The Brain’s Role
Much of the brain cortex is involved in hearing. This is due in part to the complexity of language and the necessity for the brain to make all the connections necessary for this most complex of human feats. In one sense, over two thirds of the cerebral cortex is involved in hearing and language. However, the primary auditory cortex – that cortical area where the first neural information reaches the conscious centers – is located on the temporal lobe. An area about the size of a quarter dollar appears to be the “organizational area” which receives the neural chemical input from the cochlea and sends notification of this information to almost all of that half of the cerebral cortex-association areas. Also, the hearing from one ear goes to both sides of the brain; the cortex on the opposite side from the ear receives approximately 75% of the information while the same side receives about 25% of the information.
Damage and Disease
When damage to hearing takes place because of interruption or lack of cortical function, this is typically associated with other diseases or injuries – e.g., strokes, aphasia, trauma, or systemic problems.
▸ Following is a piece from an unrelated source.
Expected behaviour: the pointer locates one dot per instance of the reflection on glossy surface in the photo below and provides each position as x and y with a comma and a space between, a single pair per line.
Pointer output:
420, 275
There are types of developmental problems, such as those associated with Attention Deficit Disorder (hyperactivity) that may be auditory in nature. And there are likely developmental deficits that are associated with other “global” brain problems that affect hearing.
The function of the auditory cortex is to “hear.” That is, the appreciation of all sensory input occurs in the cortex of the brain. So it is with audition. We interpret, associate, and generally translate all energy from the ears and hearing nerves in the cortex.
These hearing problems are not typically mitigated or repaired with medicines or surgeries offered by ear specialists. However, there is considerable hope for the future management of these sorts of deficits. We are just beginning to understand what causes these problems – and understanding leads to remedies.